There have been cases from time to time when new users post programming questions on Meta SO. As a new user myself once, it is often the case that the only thing that matters is the question itself, and there is no real perception or importance given to rep. So not much attention is paid to the FAQs unless pointed out in the comments. But this is often followed by heavy downvoting and the question being closed. Hence a preventive suggestion would be to have a message that questions in Meta are about SO itself and programming related questions should go to SO. This should be only there when a user posts his first question.

This might prevent cases where people ask questions in Meta SO, it gets closed as off-topic and it never gets posted on SO sometimes happens to good questions as well.

There might still be a case when people do not read the message, but it might help in decreasing the number of times this happens, while saving the new user from downvotes and a cold reception.
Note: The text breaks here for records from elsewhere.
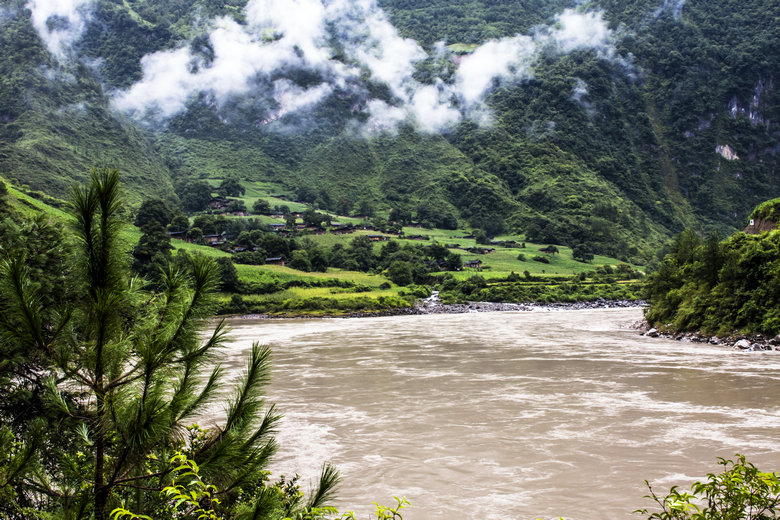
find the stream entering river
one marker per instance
(517, 415)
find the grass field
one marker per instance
(338, 291)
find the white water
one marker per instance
(510, 415)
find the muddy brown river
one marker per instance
(517, 415)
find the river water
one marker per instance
(517, 415)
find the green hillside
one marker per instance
(673, 125)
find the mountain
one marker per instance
(611, 124)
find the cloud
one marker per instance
(575, 30)
(59, 23)
(673, 6)
(578, 93)
(509, 58)
(294, 54)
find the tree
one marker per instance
(261, 207)
(481, 237)
(300, 260)
(740, 492)
(235, 206)
(152, 252)
(125, 376)
(582, 252)
(361, 250)
(228, 275)
(154, 210)
(319, 259)
(231, 187)
(289, 222)
(194, 195)
(400, 273)
(179, 223)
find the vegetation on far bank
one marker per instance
(377, 265)
(719, 286)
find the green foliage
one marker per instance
(121, 373)
(740, 492)
(231, 187)
(400, 273)
(718, 287)
(769, 210)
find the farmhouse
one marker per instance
(473, 264)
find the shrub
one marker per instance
(740, 492)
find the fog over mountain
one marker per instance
(604, 123)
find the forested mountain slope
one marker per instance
(608, 124)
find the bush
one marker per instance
(740, 492)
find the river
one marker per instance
(516, 415)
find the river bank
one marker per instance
(500, 416)
(433, 305)
(744, 342)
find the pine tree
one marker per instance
(128, 371)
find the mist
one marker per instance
(342, 48)
(59, 23)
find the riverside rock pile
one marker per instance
(754, 343)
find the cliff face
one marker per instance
(764, 218)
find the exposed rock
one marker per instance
(726, 152)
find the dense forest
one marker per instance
(720, 286)
(662, 116)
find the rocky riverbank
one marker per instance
(434, 305)
(747, 343)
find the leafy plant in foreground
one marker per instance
(740, 492)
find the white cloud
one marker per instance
(575, 30)
(509, 58)
(59, 23)
(284, 37)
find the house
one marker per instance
(219, 202)
(473, 264)
(214, 240)
(479, 250)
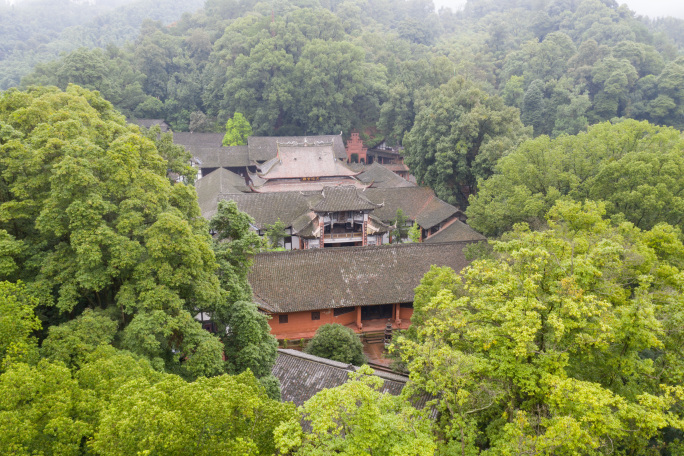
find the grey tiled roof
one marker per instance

I remember that before coming into the SO community I had already been reading a lot of questions and had already a good idea which questions go where, but not everyone might be the same way.

Thanks.

15
  • 2
    The Help Center for each site contains the information that the users need to ask a good question. I am not sure that we are helping users by enabling ignorance by providing thumbnail versions of the site guidelines for beginners. Heavy downvotes are one way to tell a user to take a step back and figure out what they did wrong. Commented Aug 2, 2013 at 22:23
  • 1
    I thought that the unavailable language tags are a huge tip in themselves.
    – hjpotter92
    Commented Aug 2, 2013 at 22:25
  • @GeorgeCummins But a disclaimer might open the eyes of a relatively well-meaning new user. I understand that the Help Center is right. But given that (apparently) well-meaning new users still seem to be doing this, maybe a preventive measure such as this would only help, rather than deterorate the quality of content on the site, in a less discouraging way. I'm not that sure about it hence it is in discussion :) please do give your inputs
    – Sai
    Commented Aug 2, 2013 at 22:25
  • 1
    Those who don't read this won't read any disclaimer as well. Commented Aug 2, 2013 at 22:26
  • 1
    Maybe I'm jaded, but I think that a user who doesn't read the documentation is not necessarily an asset to the site, and the discouragement that comes as a result of doing it wrong may be exactly what is needed. The goal is to create good questions and answers: teaching individual users how to do that (when the help documentation already does it) distracts from the bigger picture. Commented Aug 2, 2013 at 22:28
  • 2
    @ShaWizDowArd I actually missed seeing that !! Maybe the fact that it was in the right corner was the reason. But I agree that someone who doesn't read that might miss the disclaimer as well. My real reason for asking is the fact that such posts are so common that maybe a big bold "hard to miss" disclaimer would only help, rather than hinder the user's awareness, especially since he is new to the site. but I could be totally wrong here
    – Sai
    Commented Aug 2, 2013 at 22:31
  • @GeorgeCummins - I agree with that. But I feel not everyone reacts to discouragement the same way. Some people (such as myself) would go above and beyond to improve when told the right thing to do in a direct(A disclaimer before posting) rather than an indirect (understand that there are 100 downvotes, hence I should not have done that) way :). But that is just opinion-related. What do you perceive as the reason that it would DECREASE the quality of the site, because I feel if anything, it would only help ?
    – Sai
    Commented Aug 2, 2013 at 22:34
  • 2
    @ShaWizDowArd Unless you do this
    – user200500
    Commented Aug 2, 2013 at 22:36
  • @GeorgeCummins I feel the opposite, a manual (or help page) is a nessissary evil. Each time the end user must refer to it is a big negative score for the product. That said most people posting programing questions to meta are trying to get around a question ban Commented Aug 2, 2013 at 23:06
  • 1
    @hjpotter92: Problem is not all of them are unavailable. Commented Aug 3, 2013 at 1:01
  • 1
    We already do this for new users on Stack Overflow. Does that not exist for Meta? I don't want to open up a new account just for testing purposes..
    – Cody Gray
    Commented Aug 3, 2013 at 4:19
  • @CodyGray please do let us know of your findings. :)
    – Sai
    Commented Aug 4, 2013 at 19:45
  • @RichardTingle but to think that posting a programming question in meta would get around a ban implies that the user is new to the site to think that meta is another platform for posting programming questions OR the user is just trying his luck anyways. Both cases, a disclaimer would be useful I hope. But please do give your input if you believe otherwise. :)
    – Sai
    Commented Aug 4, 2013 at 19:50
  • 1
    @sai I agree this is a good idea, but I don't think it'll 100% solve the problem (but 50% solved is better than none at all) Commented Aug 4, 2013 at 20:10
  • @RichardTingle Well said. :) thanks
    – Sai
    Commented Aug 5, 2013 at 16:45

0

You must log in to answer this question.

Browse other questions tagged .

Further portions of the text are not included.